He leaves no stone unturned. He tells us what colour combinations to wear (navy and white), the style of clothes (tailored clothes in, hippie clothes out), and to walk confidently, in a way that is “deeply attractive”. Gill tells us we should never wear shoes that we can’t run in; presumably for situations where we may bump into a sharp-tongued travel writer and need to make a quick escape. But if you’re not ready to change your wardrobe, never fear. Gill tells us that things will be okay in the end because “it really is all about how you look naked.”

I actually thought that in 2012 we might be past this old gem. But yes that’s right. Ultimately girls it’s not actually about what you bring to the world, in terms of your words, your arts, your passion, your brains. No, it’s about your body.
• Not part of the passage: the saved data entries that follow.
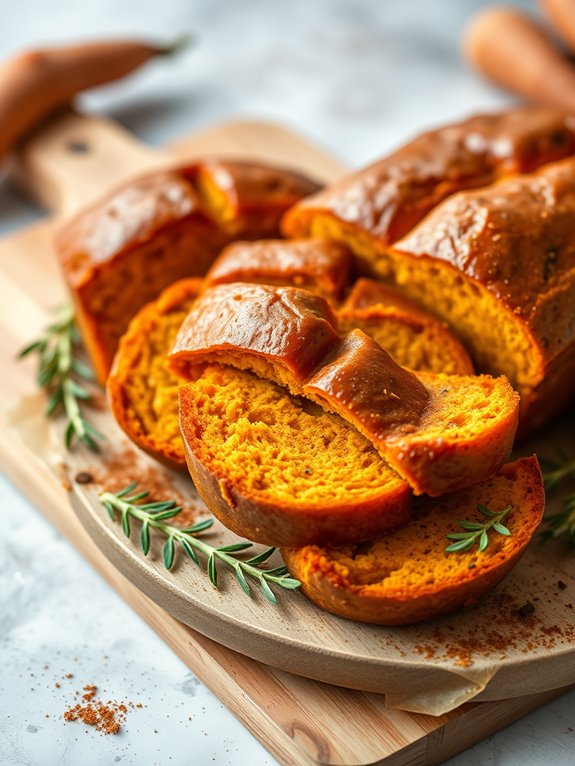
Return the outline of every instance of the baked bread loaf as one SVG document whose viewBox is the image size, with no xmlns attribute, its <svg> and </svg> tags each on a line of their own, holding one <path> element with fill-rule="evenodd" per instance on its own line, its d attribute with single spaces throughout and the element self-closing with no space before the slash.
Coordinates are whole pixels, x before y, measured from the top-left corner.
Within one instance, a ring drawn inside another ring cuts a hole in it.
<svg viewBox="0 0 575 766">
<path fill-rule="evenodd" d="M 142 306 L 205 274 L 231 241 L 277 235 L 285 210 L 318 188 L 287 170 L 206 160 L 132 181 L 63 226 L 56 247 L 99 380 Z"/>
<path fill-rule="evenodd" d="M 350 277 L 351 254 L 327 239 L 235 242 L 206 274 L 206 285 L 257 282 L 292 285 L 339 301 Z"/>
<path fill-rule="evenodd" d="M 249 369 L 336 412 L 369 439 L 416 494 L 487 478 L 506 460 L 518 397 L 505 378 L 413 373 L 364 333 L 341 339 L 318 295 L 243 283 L 208 288 L 177 335 L 170 367 Z"/>
<path fill-rule="evenodd" d="M 491 530 L 484 551 L 447 553 L 458 519 L 485 523 L 478 504 L 499 513 L 511 534 Z M 328 612 L 360 622 L 406 625 L 474 604 L 516 564 L 545 505 L 536 457 L 505 465 L 485 482 L 441 498 L 418 498 L 401 529 L 359 545 L 283 550 L 305 595 Z"/>
<path fill-rule="evenodd" d="M 535 170 L 575 153 L 575 117 L 527 106 L 446 125 L 314 194 L 284 220 L 290 237 L 389 245 L 454 192 Z"/>
<path fill-rule="evenodd" d="M 402 367 L 473 374 L 469 354 L 445 322 L 382 282 L 358 279 L 336 313 L 340 335 L 363 330 Z"/>
<path fill-rule="evenodd" d="M 367 439 L 249 372 L 208 365 L 180 388 L 180 424 L 200 497 L 250 540 L 358 541 L 409 519 L 408 485 Z"/>
<path fill-rule="evenodd" d="M 140 309 L 120 340 L 106 384 L 112 414 L 127 436 L 156 460 L 182 471 L 181 381 L 168 370 L 166 357 L 201 288 L 201 279 L 182 279 Z"/>
</svg>

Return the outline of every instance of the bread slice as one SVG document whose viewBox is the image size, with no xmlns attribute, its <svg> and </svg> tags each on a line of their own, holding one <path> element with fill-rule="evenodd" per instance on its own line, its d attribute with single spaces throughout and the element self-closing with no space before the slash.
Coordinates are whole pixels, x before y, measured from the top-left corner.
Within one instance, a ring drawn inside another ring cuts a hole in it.
<svg viewBox="0 0 575 766">
<path fill-rule="evenodd" d="M 202 293 L 170 366 L 185 378 L 206 362 L 252 370 L 341 415 L 416 494 L 487 478 L 517 426 L 505 378 L 410 372 L 359 330 L 341 339 L 327 302 L 296 288 L 238 283 Z"/>
<path fill-rule="evenodd" d="M 469 354 L 447 324 L 382 282 L 358 279 L 336 313 L 341 335 L 363 330 L 402 367 L 473 374 Z"/>
<path fill-rule="evenodd" d="M 481 552 L 448 553 L 446 535 L 459 519 L 484 523 L 477 509 L 498 513 L 511 535 L 491 530 Z M 402 529 L 355 546 L 283 550 L 293 577 L 322 609 L 350 620 L 406 625 L 474 604 L 517 563 L 541 521 L 545 493 L 537 458 L 505 465 L 481 484 L 445 497 L 419 498 Z"/>
<path fill-rule="evenodd" d="M 132 180 L 68 221 L 56 247 L 100 382 L 128 323 L 235 239 L 277 236 L 282 214 L 318 185 L 289 170 L 204 160 Z"/>
<path fill-rule="evenodd" d="M 250 540 L 358 541 L 409 519 L 408 485 L 367 439 L 250 372 L 208 365 L 180 388 L 180 427 L 201 498 Z"/>
<path fill-rule="evenodd" d="M 180 380 L 167 369 L 166 356 L 201 288 L 201 279 L 182 279 L 141 309 L 120 340 L 107 381 L 110 409 L 129 438 L 156 460 L 182 471 Z"/>
<path fill-rule="evenodd" d="M 235 242 L 206 274 L 207 285 L 257 282 L 292 285 L 339 301 L 350 277 L 351 254 L 327 239 Z"/>
</svg>

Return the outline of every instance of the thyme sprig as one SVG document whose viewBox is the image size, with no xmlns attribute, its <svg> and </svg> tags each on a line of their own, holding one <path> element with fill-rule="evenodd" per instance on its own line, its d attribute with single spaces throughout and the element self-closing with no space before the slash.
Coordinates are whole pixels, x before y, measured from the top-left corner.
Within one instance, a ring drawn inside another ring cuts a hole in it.
<svg viewBox="0 0 575 766">
<path fill-rule="evenodd" d="M 446 547 L 446 552 L 462 553 L 463 551 L 468 551 L 476 543 L 479 550 L 484 551 L 489 545 L 489 532 L 492 530 L 500 535 L 509 537 L 511 532 L 502 524 L 502 521 L 512 509 L 512 505 L 507 505 L 502 511 L 495 513 L 486 505 L 479 503 L 477 510 L 487 518 L 487 521 L 479 523 L 477 521 L 459 519 L 457 523 L 465 532 L 450 532 L 446 535 L 448 540 L 455 540 L 454 543 Z"/>
<path fill-rule="evenodd" d="M 251 548 L 253 543 L 239 542 L 219 547 L 210 545 L 199 539 L 197 535 L 209 529 L 213 524 L 213 519 L 205 519 L 185 528 L 166 523 L 181 513 L 182 506 L 178 505 L 175 500 L 142 503 L 141 501 L 148 497 L 149 492 L 148 490 L 137 491 L 137 486 L 137 483 L 133 483 L 120 492 L 103 492 L 100 495 L 100 501 L 113 521 L 116 520 L 118 514 L 120 515 L 122 529 L 126 537 L 130 536 L 131 519 L 136 519 L 141 523 L 140 547 L 145 556 L 150 550 L 150 529 L 156 529 L 166 538 L 162 548 L 162 559 L 168 570 L 174 564 L 176 545 L 179 545 L 186 556 L 200 567 L 201 563 L 197 554 L 201 553 L 206 558 L 206 571 L 211 583 L 216 588 L 218 587 L 218 562 L 234 571 L 242 590 L 248 596 L 251 595 L 251 587 L 247 577 L 253 578 L 262 594 L 271 604 L 277 604 L 277 598 L 270 587 L 270 583 L 286 590 L 295 590 L 300 587 L 300 581 L 290 577 L 285 566 L 274 567 L 273 569 L 260 568 L 269 559 L 275 548 L 268 548 L 249 559 L 238 558 L 238 554 Z"/>
<path fill-rule="evenodd" d="M 91 450 L 99 449 L 98 440 L 103 439 L 94 426 L 84 417 L 81 403 L 88 402 L 92 394 L 83 381 L 94 379 L 92 370 L 77 358 L 80 337 L 74 320 L 72 306 L 62 306 L 55 321 L 48 325 L 44 335 L 18 354 L 23 359 L 30 354 L 38 356 L 37 381 L 46 390 L 48 417 L 63 411 L 67 418 L 64 444 L 71 449 L 79 439 Z"/>
<path fill-rule="evenodd" d="M 548 493 L 553 492 L 565 480 L 575 479 L 575 460 L 559 451 L 556 459 L 539 458 L 543 469 L 543 483 Z M 566 495 L 562 510 L 545 519 L 546 529 L 541 533 L 541 542 L 565 539 L 575 545 L 575 492 Z"/>
</svg>

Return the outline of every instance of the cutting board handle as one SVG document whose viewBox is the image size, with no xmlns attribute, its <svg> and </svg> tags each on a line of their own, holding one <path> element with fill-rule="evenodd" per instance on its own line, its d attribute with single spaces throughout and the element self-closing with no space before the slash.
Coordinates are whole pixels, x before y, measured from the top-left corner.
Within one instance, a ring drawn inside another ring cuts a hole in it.
<svg viewBox="0 0 575 766">
<path fill-rule="evenodd" d="M 43 207 L 69 216 L 110 187 L 168 164 L 165 152 L 117 123 L 65 111 L 15 153 L 12 175 Z"/>
</svg>

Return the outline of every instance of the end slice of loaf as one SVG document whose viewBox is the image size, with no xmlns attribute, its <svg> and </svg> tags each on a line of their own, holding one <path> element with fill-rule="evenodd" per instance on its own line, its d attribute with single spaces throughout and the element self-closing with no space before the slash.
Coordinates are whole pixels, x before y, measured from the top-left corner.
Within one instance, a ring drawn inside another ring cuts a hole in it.
<svg viewBox="0 0 575 766">
<path fill-rule="evenodd" d="M 505 378 L 410 372 L 359 330 L 340 338 L 327 302 L 296 288 L 206 290 L 170 364 L 186 377 L 206 362 L 252 370 L 341 415 L 416 494 L 487 478 L 507 459 L 517 427 L 518 396 Z"/>
<path fill-rule="evenodd" d="M 127 436 L 156 460 L 182 471 L 181 381 L 167 368 L 166 356 L 201 288 L 201 279 L 182 279 L 141 309 L 120 340 L 107 381 L 110 409 Z"/>
<path fill-rule="evenodd" d="M 367 439 L 249 372 L 207 366 L 180 388 L 180 427 L 200 496 L 250 540 L 358 541 L 409 519 L 408 485 Z"/>
<path fill-rule="evenodd" d="M 447 553 L 458 519 L 485 522 L 478 503 L 494 512 L 511 505 L 511 535 L 489 533 L 489 545 Z M 416 500 L 402 529 L 369 543 L 283 550 L 306 596 L 350 620 L 406 625 L 470 606 L 517 563 L 541 521 L 545 493 L 535 456 L 505 465 L 490 479 L 445 497 Z"/>
</svg>

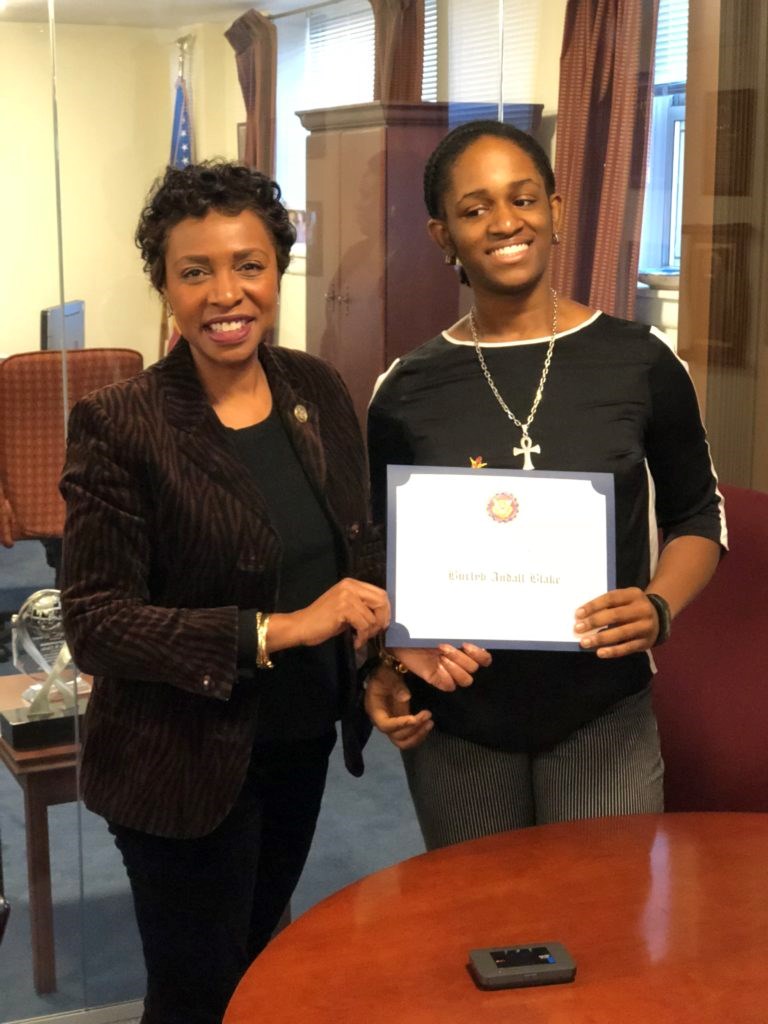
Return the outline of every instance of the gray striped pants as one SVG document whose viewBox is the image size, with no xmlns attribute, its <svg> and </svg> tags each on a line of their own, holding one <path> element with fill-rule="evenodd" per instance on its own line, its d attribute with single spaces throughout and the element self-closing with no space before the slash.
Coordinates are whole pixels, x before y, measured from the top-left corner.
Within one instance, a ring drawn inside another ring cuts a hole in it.
<svg viewBox="0 0 768 1024">
<path fill-rule="evenodd" d="M 403 762 L 428 850 L 526 825 L 664 810 L 650 687 L 551 750 L 512 753 L 435 728 Z"/>
</svg>

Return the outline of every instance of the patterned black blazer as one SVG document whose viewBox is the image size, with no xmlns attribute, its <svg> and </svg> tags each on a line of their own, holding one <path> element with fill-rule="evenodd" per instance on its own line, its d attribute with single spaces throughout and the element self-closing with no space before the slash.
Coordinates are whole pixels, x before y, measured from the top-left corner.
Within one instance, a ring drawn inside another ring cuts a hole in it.
<svg viewBox="0 0 768 1024">
<path fill-rule="evenodd" d="M 259 358 L 343 573 L 372 578 L 365 455 L 340 377 L 290 349 L 262 344 Z M 61 489 L 66 635 L 95 676 L 85 803 L 156 835 L 205 835 L 234 803 L 254 735 L 257 688 L 236 685 L 238 609 L 274 607 L 280 550 L 185 341 L 78 402 Z M 359 775 L 367 731 L 349 638 L 346 651 L 342 737 Z"/>
</svg>

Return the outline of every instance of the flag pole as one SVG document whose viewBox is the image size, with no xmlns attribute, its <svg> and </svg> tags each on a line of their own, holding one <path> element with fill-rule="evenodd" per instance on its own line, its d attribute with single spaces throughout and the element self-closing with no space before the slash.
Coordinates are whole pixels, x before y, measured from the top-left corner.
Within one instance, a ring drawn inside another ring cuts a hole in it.
<svg viewBox="0 0 768 1024">
<path fill-rule="evenodd" d="M 193 38 L 194 38 L 194 36 L 187 35 L 187 36 L 179 36 L 179 38 L 176 40 L 176 45 L 179 48 L 179 53 L 178 53 L 178 57 L 177 57 L 177 61 L 178 61 L 178 77 L 179 78 L 183 78 L 184 77 L 184 71 L 185 71 L 185 64 L 186 64 L 186 60 L 187 60 L 187 54 L 189 53 L 189 49 L 190 49 L 190 47 L 192 45 Z"/>
<path fill-rule="evenodd" d="M 192 116 L 186 83 L 187 57 L 192 49 L 194 40 L 195 37 L 193 35 L 180 36 L 175 40 L 178 53 L 176 55 L 176 84 L 173 90 L 174 100 L 173 124 L 171 128 L 171 154 L 168 161 L 171 167 L 183 168 L 188 166 L 188 164 L 194 160 Z M 178 331 L 175 327 L 171 328 L 168 323 L 168 315 L 165 309 L 165 303 L 163 303 L 163 312 L 160 317 L 160 358 L 166 355 L 171 348 L 173 348 L 178 337 Z"/>
</svg>

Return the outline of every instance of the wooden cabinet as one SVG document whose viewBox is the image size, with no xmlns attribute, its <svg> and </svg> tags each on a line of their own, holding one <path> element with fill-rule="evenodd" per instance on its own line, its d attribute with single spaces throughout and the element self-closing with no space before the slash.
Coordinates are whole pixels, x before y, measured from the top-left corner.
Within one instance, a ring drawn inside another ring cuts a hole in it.
<svg viewBox="0 0 768 1024">
<path fill-rule="evenodd" d="M 458 317 L 458 276 L 427 234 L 424 165 L 449 127 L 492 109 L 376 102 L 298 115 L 310 132 L 307 351 L 339 370 L 363 424 L 378 374 Z M 505 120 L 536 127 L 540 106 L 512 109 Z"/>
</svg>

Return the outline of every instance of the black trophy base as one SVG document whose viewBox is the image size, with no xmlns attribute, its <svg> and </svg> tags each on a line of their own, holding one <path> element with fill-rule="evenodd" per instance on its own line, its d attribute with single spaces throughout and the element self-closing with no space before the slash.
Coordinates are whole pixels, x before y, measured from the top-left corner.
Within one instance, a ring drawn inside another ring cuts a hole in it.
<svg viewBox="0 0 768 1024">
<path fill-rule="evenodd" d="M 86 700 L 77 702 L 79 726 L 82 727 Z M 36 750 L 59 747 L 75 742 L 74 708 L 56 708 L 49 715 L 30 717 L 27 708 L 0 711 L 0 735 L 14 750 Z"/>
</svg>

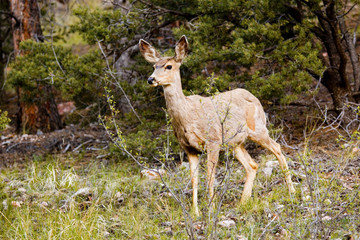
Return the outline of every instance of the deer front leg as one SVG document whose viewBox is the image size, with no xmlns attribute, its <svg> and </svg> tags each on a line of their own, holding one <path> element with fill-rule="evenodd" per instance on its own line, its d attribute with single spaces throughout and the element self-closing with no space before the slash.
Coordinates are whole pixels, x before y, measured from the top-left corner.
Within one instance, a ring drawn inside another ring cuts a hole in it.
<svg viewBox="0 0 360 240">
<path fill-rule="evenodd" d="M 213 202 L 214 198 L 214 181 L 218 159 L 219 149 L 209 148 L 207 151 L 207 185 L 209 188 L 210 203 Z"/>
<path fill-rule="evenodd" d="M 193 200 L 193 211 L 196 216 L 199 216 L 199 207 L 198 207 L 198 183 L 199 183 L 199 157 L 194 154 L 188 154 L 189 164 L 190 164 L 190 178 L 192 183 L 192 200 Z"/>
</svg>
If Gill wrote his food and travel reviews the way he writes about women he’d have no readers. Dishes described only for their beauty and presentation but not their taste would leave people dismayed. So how come it’s okay to reduce women to superficial, one-dimensional characters that really need to take heed of a middle-aged man’s advice about what they should wear? What has me surprised though is the lack of commentary about Gill’s comments. Are we becoming complacent, and accepting that women’s value and worth lie in how we are perceived by men?

We already have the highest rates ever seen of women dissatisfied with their bodies, shops where girls still in single digits can try on push up bras and numerous girls begging their parents for ‘designer vaginas’, breast enhancements and Brazilian waxes. 

Of course, Gill is seen as just one spokesperson for what many are thinking. We have long had the idea that men are to be useful and clever, and women need only to look good. However there is hope. A recent study published in the journal Psychological Science surveyed around 12,000 people in over 30 countries, asking participants to state what they valued in a potential partner. One of the researchers, Dr Marcel Zentner told The Australian newspaper, “in societies like Britain, or especially Scandinavia, men place increasing value on other qualities, like intelligence, rather than curvy figures …”

I am not silly enough to think that these things will change quickly, but perceptions of women as mere decorations start early. My hope is that by the time my son is old enough to take his children to story time that all of us will be able to see little girls and not need to remark on their looks, but rather on the book in their hand.